I absolutely am utterly understanding of all the people who wanted Paul Manafort to get the longest sentence that was possible and being disappointed (and a little surprised) it wasn't more. But as I said the other day, I think that's mainly an "I want revenge" attitude, not one related to the law and how it impacts sentences for other people upcoming. In the end, although disappointing that it wasn't more, this is all fine. Not only is 7-1/2 years in federal prison really pretty awful, most especially when you're starting it when 70 years old and used to a grand lifestyle of high-living…but the New York City indictments from the D.A. could bring him up to 16 more years -- and keep in mind that he's already plead guilty to all the facts he was indicted for, which is a pretty high hurdle to overcome. AND there are still likely to be further charges by the New York State Attorney General. AND FURTHER, it's not even certain that Robert Mueller is done with him, and could bring additional federal indictments, this on Russian conspiracy felonies (boy, would Manafort's lawyer be red-faced about that), not just financial crimes. On top of which (yes, there's more!) the U.S. Justice Department petitioned the court for him to pay $25 million in restitution. So, while being bothered that he doesn't already have 30 years in prison and accept that the concept of "May he rot in hell" is very understandable, I can't lose much sleep over his sentence yesterday not being the maximum. Paul Manafort was not celebrating his good luck last night. Yes, I wish Manafort got more. A lot more. More than was even allowed. But his future nonetheless is really very dismal.

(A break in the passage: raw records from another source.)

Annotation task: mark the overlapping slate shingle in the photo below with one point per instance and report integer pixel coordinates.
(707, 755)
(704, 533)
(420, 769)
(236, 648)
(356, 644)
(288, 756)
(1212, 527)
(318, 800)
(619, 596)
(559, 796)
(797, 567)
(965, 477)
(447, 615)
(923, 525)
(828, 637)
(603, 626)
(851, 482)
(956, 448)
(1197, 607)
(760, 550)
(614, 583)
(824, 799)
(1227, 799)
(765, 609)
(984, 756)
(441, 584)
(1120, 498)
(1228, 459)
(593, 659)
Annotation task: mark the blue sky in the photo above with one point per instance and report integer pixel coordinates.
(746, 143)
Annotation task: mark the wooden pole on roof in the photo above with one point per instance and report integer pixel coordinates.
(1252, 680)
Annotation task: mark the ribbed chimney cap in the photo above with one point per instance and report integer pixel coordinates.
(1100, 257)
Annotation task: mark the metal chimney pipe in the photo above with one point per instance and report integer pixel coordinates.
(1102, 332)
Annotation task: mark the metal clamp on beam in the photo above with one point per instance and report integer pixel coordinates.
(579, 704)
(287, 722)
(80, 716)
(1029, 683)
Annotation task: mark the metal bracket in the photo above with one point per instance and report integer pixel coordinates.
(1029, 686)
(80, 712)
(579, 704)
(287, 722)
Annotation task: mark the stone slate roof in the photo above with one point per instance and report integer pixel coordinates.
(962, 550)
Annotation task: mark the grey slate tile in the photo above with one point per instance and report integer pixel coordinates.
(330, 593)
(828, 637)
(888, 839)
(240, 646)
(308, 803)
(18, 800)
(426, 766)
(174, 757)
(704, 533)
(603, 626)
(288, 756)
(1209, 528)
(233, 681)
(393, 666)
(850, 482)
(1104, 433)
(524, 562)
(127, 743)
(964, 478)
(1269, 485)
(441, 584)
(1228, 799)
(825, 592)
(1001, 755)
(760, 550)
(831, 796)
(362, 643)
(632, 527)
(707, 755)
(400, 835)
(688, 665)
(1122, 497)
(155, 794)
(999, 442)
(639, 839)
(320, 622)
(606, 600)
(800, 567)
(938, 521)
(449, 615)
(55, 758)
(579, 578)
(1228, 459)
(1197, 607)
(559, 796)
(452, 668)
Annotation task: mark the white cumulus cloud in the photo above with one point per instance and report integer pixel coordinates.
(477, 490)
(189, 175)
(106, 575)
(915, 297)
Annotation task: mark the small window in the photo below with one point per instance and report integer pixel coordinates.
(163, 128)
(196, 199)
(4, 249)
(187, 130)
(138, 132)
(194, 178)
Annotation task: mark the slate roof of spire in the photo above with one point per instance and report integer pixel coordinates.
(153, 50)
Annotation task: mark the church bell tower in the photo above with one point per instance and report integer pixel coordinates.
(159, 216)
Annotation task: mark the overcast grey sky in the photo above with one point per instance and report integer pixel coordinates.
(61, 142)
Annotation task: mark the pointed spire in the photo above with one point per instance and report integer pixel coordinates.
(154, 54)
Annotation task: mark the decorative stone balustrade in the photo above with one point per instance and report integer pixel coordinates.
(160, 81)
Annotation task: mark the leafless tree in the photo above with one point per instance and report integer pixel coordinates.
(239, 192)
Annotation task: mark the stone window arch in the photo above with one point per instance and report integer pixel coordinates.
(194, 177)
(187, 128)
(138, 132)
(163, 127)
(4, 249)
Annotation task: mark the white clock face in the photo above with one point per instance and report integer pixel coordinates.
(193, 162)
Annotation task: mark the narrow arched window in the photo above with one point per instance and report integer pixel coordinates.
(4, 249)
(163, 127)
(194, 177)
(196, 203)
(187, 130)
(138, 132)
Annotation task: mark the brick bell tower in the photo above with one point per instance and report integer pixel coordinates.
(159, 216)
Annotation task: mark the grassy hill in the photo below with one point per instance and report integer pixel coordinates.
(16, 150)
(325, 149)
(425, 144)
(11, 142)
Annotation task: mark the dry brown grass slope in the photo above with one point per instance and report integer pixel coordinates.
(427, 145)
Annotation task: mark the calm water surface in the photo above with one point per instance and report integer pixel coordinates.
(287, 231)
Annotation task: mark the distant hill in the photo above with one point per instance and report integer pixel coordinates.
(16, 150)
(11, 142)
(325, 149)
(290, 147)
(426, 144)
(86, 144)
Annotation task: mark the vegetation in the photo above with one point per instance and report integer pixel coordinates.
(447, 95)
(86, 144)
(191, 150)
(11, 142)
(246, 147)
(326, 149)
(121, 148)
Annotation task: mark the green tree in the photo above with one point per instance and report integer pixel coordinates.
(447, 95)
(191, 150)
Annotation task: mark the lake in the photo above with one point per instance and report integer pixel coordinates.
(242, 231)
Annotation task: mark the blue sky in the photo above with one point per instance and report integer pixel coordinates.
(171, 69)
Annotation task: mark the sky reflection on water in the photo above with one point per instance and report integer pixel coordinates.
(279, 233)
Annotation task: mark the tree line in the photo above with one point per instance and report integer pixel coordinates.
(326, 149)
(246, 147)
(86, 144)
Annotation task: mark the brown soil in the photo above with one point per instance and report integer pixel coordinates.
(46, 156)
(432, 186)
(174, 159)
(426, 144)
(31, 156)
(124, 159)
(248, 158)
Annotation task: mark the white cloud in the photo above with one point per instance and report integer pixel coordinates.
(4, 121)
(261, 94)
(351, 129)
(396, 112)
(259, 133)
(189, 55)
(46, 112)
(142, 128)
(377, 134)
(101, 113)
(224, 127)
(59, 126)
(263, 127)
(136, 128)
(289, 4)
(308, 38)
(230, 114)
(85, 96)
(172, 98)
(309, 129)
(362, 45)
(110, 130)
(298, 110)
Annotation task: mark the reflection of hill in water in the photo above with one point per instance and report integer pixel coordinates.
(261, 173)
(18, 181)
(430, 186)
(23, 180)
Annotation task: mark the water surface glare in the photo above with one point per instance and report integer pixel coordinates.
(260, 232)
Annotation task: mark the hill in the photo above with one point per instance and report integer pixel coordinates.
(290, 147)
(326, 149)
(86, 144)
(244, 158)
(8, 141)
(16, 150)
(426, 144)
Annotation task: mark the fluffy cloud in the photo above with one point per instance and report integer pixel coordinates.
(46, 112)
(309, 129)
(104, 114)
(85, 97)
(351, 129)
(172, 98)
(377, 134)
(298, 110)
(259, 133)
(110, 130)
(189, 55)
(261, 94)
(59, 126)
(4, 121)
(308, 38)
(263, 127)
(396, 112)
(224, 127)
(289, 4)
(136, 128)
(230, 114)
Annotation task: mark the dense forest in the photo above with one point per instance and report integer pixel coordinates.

But my biggest reaction to yesterday's sentence is focused more on the many other Really Big Names yet to be indicted who are far more complicit in even bigger national crimes than Manafort. And that because (to me) I think the New York City District Attorney may have been even the biggest news. It not only give Manafort potentially more time in prison (up to 16 additional years), but more importantly it had to have given a horrifically bad night to Don Jr., Eric, Ivanka and Jared. And Trump. It not only shows how even New York City -- not just the state -- is going after them, but that the D.A.'s office has already been investigating it and were so prepared that they were ready to go the INSTANT the federal sentencing came down. More than anything, perhaps, it's that blatant preparation that should stoke the most terror in their bodies.
It may even be the most important news here. It shows how prepared they were – it not only shows how prepared they are, but that they are well-passed “fishing expositions” or trying to figure out if there are any crimes hidden. It shows they they know precisely what they’re looking for, and they found it. Further, and on its own pinnacle, none of these indictments, if proven guilty, can be pardoned. And the fact that the D.A. went after mortgage fraud - which, as I said, could get up to 16 years in prison - and these potential defendants are all realtors involved with mortgages, they all have to have been in hell last night. (If they're smart, which admittedly may not be the case…) And this is just New York City, not even New York state. Or the feds.
So, to me, as much as most of the attention was on Judge Jackson's sentence, those New York City indictments to me wee the biggest part about the day's sentencing news, even though it wasn't directly related to sentencing.